The Treaty of Boston (German: Boston Vertrag, French: Traité de Boston) was a treaty ending the Great American War (1861-1865). The signatories were John C. Fremont of the United States, Robert E. Lee of the Confederate States of America, Henry John Temple of the British Empire, Louis-Napoleon Bonaparte for the French Empire, Kaiser Wilhelm I von Preussen for the Kingdom of Prussia, and Kaiser Franz Joseph I for the Austrian Empire.
The terms layed out were:
1. The United States is to recognize the sovereignty of the Confederate States of America
2. All hostilities between all nations are to cease immediately
3. Alsace-Lorraine will be ceded to the Kingdom of Prussia
4. The Kingdom of Italy is to drop all claims over South Tyrol, Venice and Istria
5. The United Kingdom is to cede all Canadian lands occupied by the United States of America -- except for Quebec, which shall be styled into an independent French nation.

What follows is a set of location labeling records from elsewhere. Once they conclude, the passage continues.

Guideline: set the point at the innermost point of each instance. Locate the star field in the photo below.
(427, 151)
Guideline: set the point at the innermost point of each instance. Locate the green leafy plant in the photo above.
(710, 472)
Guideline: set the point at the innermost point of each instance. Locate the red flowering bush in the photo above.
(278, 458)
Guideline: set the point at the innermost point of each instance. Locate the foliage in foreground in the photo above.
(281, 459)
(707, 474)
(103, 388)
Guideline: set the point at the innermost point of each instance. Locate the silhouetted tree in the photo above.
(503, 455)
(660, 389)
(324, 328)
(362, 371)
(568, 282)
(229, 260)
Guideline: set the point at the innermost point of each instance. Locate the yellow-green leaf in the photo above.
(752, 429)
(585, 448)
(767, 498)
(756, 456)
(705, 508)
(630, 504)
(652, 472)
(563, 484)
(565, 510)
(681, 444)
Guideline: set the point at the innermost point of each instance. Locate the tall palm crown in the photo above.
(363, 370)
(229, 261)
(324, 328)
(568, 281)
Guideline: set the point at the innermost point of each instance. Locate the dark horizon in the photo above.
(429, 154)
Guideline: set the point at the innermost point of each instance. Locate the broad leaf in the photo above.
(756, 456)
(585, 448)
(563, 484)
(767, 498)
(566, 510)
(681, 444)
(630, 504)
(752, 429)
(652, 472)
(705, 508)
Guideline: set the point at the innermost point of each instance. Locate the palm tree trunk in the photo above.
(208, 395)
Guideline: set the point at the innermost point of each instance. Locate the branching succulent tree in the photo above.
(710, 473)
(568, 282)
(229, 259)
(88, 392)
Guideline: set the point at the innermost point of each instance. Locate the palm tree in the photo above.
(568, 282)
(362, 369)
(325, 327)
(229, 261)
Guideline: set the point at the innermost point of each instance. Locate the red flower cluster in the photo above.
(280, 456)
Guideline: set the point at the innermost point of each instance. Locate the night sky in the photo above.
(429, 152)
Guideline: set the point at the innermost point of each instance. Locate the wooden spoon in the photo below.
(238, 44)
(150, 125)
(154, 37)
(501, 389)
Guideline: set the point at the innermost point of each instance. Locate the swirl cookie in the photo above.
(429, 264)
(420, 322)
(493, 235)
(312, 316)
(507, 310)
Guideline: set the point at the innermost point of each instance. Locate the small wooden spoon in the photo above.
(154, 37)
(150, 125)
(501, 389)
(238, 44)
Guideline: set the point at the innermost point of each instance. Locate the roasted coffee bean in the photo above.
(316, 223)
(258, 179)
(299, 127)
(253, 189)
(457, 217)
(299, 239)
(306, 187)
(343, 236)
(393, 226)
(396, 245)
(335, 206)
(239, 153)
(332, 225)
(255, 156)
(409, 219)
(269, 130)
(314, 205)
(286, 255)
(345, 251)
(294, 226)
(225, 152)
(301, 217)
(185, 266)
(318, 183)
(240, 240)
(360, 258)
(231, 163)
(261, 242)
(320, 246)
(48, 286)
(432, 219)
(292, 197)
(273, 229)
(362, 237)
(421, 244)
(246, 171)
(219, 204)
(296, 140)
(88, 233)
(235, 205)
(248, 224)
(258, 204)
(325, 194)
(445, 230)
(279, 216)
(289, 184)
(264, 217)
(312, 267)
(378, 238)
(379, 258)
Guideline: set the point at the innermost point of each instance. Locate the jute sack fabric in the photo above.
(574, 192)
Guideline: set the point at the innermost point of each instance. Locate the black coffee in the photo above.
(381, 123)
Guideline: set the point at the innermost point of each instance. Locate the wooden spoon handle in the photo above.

6. The United States will pay war indemnities to the United Kingdom and France.
7. The United States and the Confederate States will not incite rebellion in each other's borders, or attempt to influence their politics under any circumstances.
8. The Confederate States are to immediately pay full reparations for damages inflicted upon the American capital of Washington D.C.
The Treaty was signed on March 11, 1865 in Boston, Massachusetts under the aegis of President Fremont's leadership.